We know that if you have a family history of the eye disease, you are at much greater risk of glaucoma than if you didn't. Especially if you're a first-degree relative with glaucoma. Those patients who have first-degree relatives with glaucoma are offered free sight tests.
What the sight tests do, in addition to measuring pressure—increased eye pressure is a risk factor for glaucoma, but it's not actually a diagnostic criterion—is they look to see if there are nerve changes at the back of the eye. You may be familiar with this. When you're going to the optician or your optometrist, they look at the back of your eye. They use the ophthalmoscope and go very close to your eye.
What they are looking at there is the visible structures of the nerve, the optic nerve that supplies vision. The optometrist sees if there's any damage to the back of the eye. In addition to that, they will do some imaging.
Physicians will look to see if the optic nerve fiber layer of your eye is thinned. Ophthalmologists will also do what is called a visual field test. The visual field test still is the gold standard function test for glaucoma.
It's a little bit like playing a Space Invaders game. You're positioned in a globe, and the machine lights up at different places around this globe randomly.
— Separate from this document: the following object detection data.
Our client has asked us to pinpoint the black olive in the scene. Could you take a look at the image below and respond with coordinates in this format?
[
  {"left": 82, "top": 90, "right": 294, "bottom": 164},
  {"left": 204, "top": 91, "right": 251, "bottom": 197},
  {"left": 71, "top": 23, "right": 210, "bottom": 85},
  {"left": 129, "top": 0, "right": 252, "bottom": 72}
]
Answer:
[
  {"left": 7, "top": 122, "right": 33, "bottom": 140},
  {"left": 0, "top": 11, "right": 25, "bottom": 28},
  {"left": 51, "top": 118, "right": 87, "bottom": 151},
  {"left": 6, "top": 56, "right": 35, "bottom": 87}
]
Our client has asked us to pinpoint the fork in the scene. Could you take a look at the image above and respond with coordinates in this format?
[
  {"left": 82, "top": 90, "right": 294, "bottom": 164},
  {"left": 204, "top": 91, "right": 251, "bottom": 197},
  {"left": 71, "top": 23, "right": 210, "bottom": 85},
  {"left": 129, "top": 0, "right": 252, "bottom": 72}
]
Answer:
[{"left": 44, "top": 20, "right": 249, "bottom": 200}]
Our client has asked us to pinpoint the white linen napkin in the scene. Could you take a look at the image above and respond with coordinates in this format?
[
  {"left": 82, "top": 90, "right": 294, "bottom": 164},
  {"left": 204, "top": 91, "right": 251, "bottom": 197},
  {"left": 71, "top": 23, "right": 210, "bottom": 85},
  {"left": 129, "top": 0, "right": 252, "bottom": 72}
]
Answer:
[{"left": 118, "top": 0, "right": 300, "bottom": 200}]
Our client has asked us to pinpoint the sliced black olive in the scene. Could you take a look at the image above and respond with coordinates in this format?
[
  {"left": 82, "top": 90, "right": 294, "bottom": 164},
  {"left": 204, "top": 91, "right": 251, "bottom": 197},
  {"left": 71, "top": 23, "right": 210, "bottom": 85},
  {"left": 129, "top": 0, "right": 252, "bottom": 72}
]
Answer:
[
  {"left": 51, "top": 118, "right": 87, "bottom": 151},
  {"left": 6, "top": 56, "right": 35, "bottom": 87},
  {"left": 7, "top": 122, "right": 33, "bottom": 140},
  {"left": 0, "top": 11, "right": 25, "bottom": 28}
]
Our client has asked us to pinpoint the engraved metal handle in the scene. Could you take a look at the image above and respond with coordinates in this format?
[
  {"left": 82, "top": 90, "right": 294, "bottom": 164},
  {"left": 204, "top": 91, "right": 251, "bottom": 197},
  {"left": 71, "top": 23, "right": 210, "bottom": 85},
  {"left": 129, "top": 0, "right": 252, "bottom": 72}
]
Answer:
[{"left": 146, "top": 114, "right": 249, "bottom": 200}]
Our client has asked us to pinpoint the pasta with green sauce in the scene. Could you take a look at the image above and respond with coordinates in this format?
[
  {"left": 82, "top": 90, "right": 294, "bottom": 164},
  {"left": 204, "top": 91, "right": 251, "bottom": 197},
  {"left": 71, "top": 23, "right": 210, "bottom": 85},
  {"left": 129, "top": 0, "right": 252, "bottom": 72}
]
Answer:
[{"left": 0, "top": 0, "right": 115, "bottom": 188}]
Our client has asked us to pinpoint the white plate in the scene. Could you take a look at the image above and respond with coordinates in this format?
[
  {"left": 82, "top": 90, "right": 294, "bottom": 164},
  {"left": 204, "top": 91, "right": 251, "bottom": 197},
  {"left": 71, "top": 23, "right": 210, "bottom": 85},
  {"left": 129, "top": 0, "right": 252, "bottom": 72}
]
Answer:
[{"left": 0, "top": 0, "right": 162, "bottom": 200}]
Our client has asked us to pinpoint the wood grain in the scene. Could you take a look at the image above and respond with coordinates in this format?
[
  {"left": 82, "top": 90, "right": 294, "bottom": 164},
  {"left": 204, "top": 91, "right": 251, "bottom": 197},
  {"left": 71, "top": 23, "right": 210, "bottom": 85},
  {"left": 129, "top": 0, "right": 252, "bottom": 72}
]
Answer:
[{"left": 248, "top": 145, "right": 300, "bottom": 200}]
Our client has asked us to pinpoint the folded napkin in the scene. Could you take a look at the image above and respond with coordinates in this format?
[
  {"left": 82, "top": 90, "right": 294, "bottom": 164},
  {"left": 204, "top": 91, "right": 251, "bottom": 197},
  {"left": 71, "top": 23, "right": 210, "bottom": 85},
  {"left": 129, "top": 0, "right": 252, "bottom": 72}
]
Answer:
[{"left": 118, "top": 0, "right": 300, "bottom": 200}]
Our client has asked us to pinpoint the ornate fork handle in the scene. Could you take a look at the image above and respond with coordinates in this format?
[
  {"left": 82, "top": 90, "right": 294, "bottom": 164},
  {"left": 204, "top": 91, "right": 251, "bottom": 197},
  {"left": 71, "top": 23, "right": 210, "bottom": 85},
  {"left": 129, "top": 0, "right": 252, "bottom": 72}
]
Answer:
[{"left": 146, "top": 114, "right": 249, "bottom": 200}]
You rely on the patient pressing the button every time that they are aware of light, some light that's flashing or coming into their field of vision.
Those ways of screening for the eye disease are the way we try to detect glaucoma. But it is very difficult to detect glaucoma. Often this is the real issue that we have. Patients present, more than anything else, with a loss of vision.
In other words, you're already a long way down this decline of your vision loss. Patients are much nearer to blindness than if you had a symptomatic eye disease.
Dr. Anton Titov, MD: You should be presenting to your ophthalmologist much earlier. Then you will possibly have better chances of stopping blindness occurring in the first place.